The other day, I hinted about my struggle with weight. Carrying extra weight is not healthy, but for some people shedding pounds is a challenge. It is for me. I blame my thrifty genes for some of my struggles.
The Thrifty Gene Hypothesis was first presented in the 1960's. It basically says that the among some ethnicities, their genes for metabolism work differently.
People from ethnic groups like Africans, Native Americans, and Polynesians evolved in areas where there were routine food shortages, due to extended dry seasons or cyclic famines.

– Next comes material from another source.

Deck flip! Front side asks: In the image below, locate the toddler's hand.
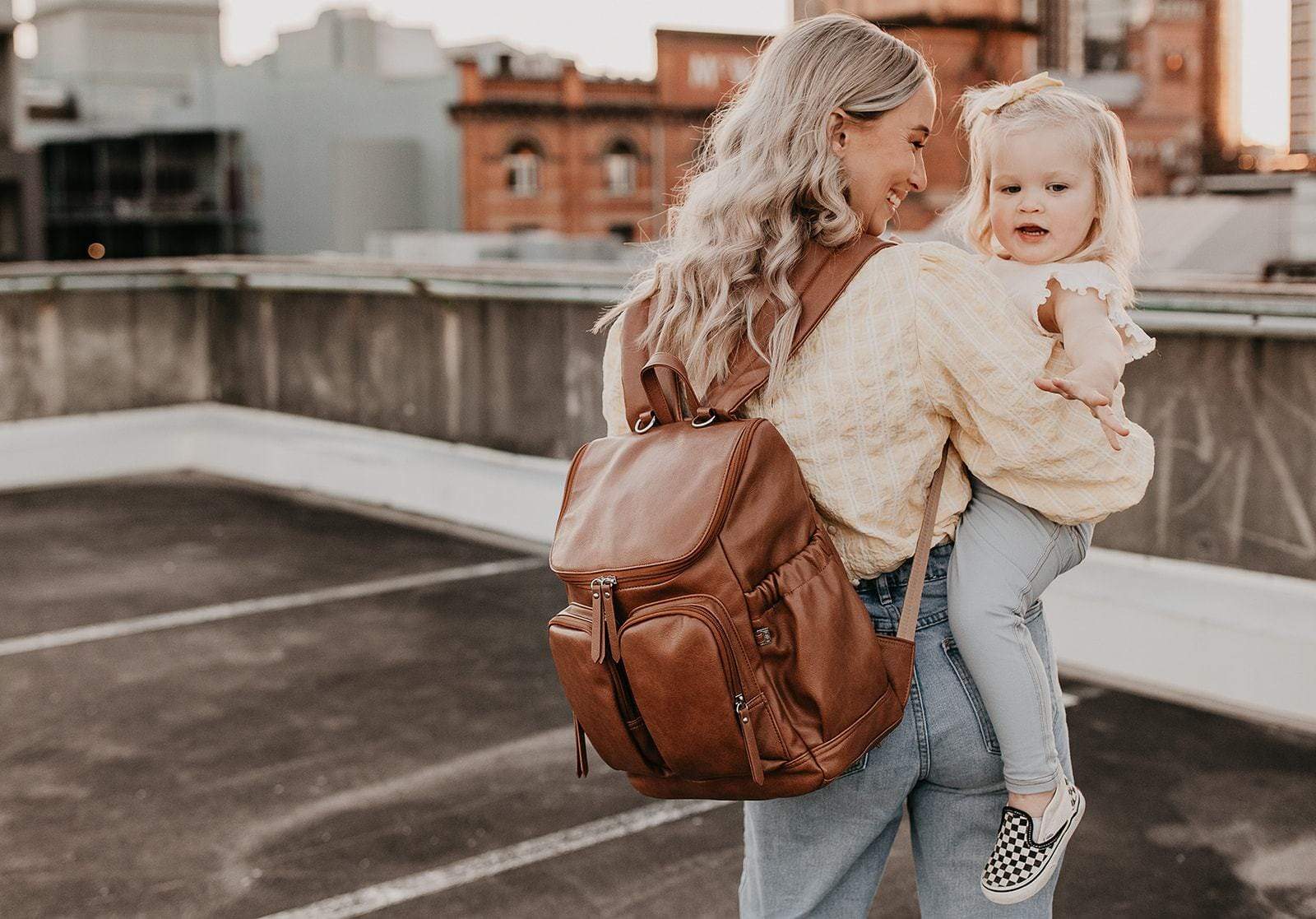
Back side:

Those individuals who carried a little extra fat -- in the hips, stomach, thighs or where ever --survived hungry times better. They carried more fat because of how their bodies metabolized carbs. Instead of burning it all off, their metabolisms were frugal or thrifty, burning less energy and storing more of it as fat.
I personally think the term Thrifty Genes isn't the best description. I prefer Famine-Resistance Body Type.
Fast-forward to the pro-industrial age.
We definitely have a more sedentary lifestyle than our ancestors. We put less energy into farming, chasing down game, gathering food, and preparing and cooking food.
Also, food is more regularly available - in the Industrialized world, fewer chances of famine and food shortages.
We also have a lot of processed, high carb, high sugar foods - more caloric-bang for the portion size. Those of us who have ancestors who successfully lived in these harsher conditions, but inherited their "good famine-resistant genes" are now at a disadvantage. Our genes and physiology are pre-programed - save more, burn less and there is little we can about it - other than eat differently and exercise more.
This hypothesis is presented as plausible, though not definitive, explanation for why African-Americans, Native-Americans, and Polynesian peoples have a higher propensity for weight issues and health problems like diabetes and heart diseases.